In less than a year, the operation, headed up by Marine Corps Maj. Gen. Douglas M. Stone, has changed the established philosophy, developing new practices for dealing with detainees.
The objective became focused on turning detainees from a strategic risk to a strategic advantage, knowing that those in detention would someday be released and be a part of society, Nevin explained.
A cornerstone of the team's efforts is the implementation of a Multinational Forces Review Committee, which affords detainees the opportunity to appear before a committee of officers, present a case, and provide reasons why they should no longer be held in coalition custody.
"Before, the detainees had no evidence as to whether their cases were being looked at," Nevins noted. "The opportunity to speak for themselves they found to be very satisfying, and immediately there was a reduction in detainee-on-detainee assaults, disturbances and assaults on the guards."
Other re-integration programs are also an important part of the programs' success, and all are completely voluntary.

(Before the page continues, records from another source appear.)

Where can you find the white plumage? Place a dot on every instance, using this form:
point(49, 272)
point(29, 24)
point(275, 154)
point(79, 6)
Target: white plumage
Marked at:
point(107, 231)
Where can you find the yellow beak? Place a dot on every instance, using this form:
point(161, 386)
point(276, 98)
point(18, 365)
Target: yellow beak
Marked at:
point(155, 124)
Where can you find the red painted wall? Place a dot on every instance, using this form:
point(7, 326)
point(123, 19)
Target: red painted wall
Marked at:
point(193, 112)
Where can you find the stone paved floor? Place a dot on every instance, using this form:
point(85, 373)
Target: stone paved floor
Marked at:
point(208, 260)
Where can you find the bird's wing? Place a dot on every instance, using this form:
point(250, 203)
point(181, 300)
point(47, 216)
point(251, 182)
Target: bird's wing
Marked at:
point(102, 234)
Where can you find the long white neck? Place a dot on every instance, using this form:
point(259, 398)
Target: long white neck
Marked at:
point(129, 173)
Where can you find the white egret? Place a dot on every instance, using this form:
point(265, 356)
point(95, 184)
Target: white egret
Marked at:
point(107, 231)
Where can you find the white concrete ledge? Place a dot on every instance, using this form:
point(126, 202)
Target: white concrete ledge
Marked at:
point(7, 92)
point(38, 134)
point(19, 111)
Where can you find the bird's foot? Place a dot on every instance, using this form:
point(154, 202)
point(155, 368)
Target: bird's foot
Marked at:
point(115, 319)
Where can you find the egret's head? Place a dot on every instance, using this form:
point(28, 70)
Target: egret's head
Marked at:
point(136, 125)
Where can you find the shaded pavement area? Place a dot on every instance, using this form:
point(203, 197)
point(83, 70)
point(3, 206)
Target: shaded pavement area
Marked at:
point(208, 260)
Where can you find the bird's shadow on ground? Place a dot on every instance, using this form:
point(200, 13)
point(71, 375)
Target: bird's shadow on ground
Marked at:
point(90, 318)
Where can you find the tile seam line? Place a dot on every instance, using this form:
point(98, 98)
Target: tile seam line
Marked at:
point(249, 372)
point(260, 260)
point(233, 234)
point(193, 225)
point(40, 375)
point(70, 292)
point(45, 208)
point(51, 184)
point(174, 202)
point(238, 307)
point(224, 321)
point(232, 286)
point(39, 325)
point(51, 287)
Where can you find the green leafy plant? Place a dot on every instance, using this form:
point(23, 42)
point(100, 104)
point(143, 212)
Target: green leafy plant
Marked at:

"They have to participate voluntarily in these programs, and more than half of the detainees do," he said. In fact, Nevin reported, two sets of detainees recently walked out of a compound for extremist detainees and volunteered for the programs, even though they received death threats. "There was a group of nine about a month ago, and a group of 13 this past week," Nevin said.
An added incentive to these programs is that all of them are helpful once the detainees are released to normal society. In the basic education and literacy programs, "all schooling is tied in with Iraq's Ministry of Education, where detainees can earn actual grade levels and certificates," Nevin explained.
In addition, during religious discussion programs, "detainees can sit down with recognized clerics and discuss religious topics, going through the Quran, and come out with their own interpretation of things," he said.
There is also a push to place the detainees in solid occupations to discourage them from returning to the streets.
"We are working with the (provincial reconstruction teams) here locally, doing microgrants with small agencies, giving the detainees opportunities to call into the office and get jobs," he said. "In addition, we are working with a bigger public works program to get something initiated that would span the whole country."
As a result of this new push to understand the needs of detainees, Nevin reported that the detention centers are seeing good progress.
"The intakes are the lowest I have seen in the last year -- one-third of what they were at their peak. We now take in 27 (detainees) per day; at the peak, last summer, we took in 70."
Additionally, he said, out of 1,000 detainees released, only two of them are recaptured for further insurgent activity.
As a result of the success, the Iraqi government is taking notice and is highly involved with the program, the general said.
"Prime Minister Nouri al-Maliki has attended our release ceremonies, shaking hands with detainees and wishing them well," Nevins reported. "Whenever we have a release ceremony, we always have a representative from the ministry. They want to be involved; it gives them an opportunity to address these men as they return to society and give them a clear perspective of what's going on out there."
Nevins cited his own attendance at a recent ceremony that released 306 detainees. Iraq's deputy education minister presided, giving a good message of citizenship and responsibility and laying out how the country has changed while they have been in detention.
"They get a good current picture of the world and the expectations for them to return to their homes and society and not become a security threat again," Nevin said.
All in all, it is readily apparent that the new approach is working, the general said. "We are opening eyes and minds of the detainees so they can see things differently and have a different approach to their communities and their nation when they leave," he added.
(Jamie Findlater works in the New Media Branch of American Forces Information Service.)